S(Y)는 Y의 support를 의미

Y의 support = Y의 집합?

Lemma 2.4. Suppose \(\bf{Y}\) is self-consistent for a \(p\)-variate random vector \(\bf{X}\) with \(\cal{E}\)\([\bf{X}] = 0\), and \(\cal{S}\)\((\bf{Y})\) is contained in a linear subspace spanned by \(q\) orthonormal column vectors in the \(p \times q\) matrix A.

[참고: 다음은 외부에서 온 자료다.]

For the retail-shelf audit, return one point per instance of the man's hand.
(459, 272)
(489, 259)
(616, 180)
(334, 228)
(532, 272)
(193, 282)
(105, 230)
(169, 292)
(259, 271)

p 변량 확률 벡터 X에 대해 X의 기댓값이 0일때 Y가 이 X에 대해 self-consistent 하다고 가정하면, S(Y) 는 p행 q열인 행렬 A에서 q열이 직교한 열벡터애 의해 생성된 선형 부분 공간에 포함된다.

Note

\(\to\) q열이 직교한다 \(\to\) q열끼리 곱하면 0이 된다. \(\to\) q열은 서로 독립이다.

선형 공간 linear space = 벡터 공간 vector space

Let \(P = AA'\) denote the associated projection matrix.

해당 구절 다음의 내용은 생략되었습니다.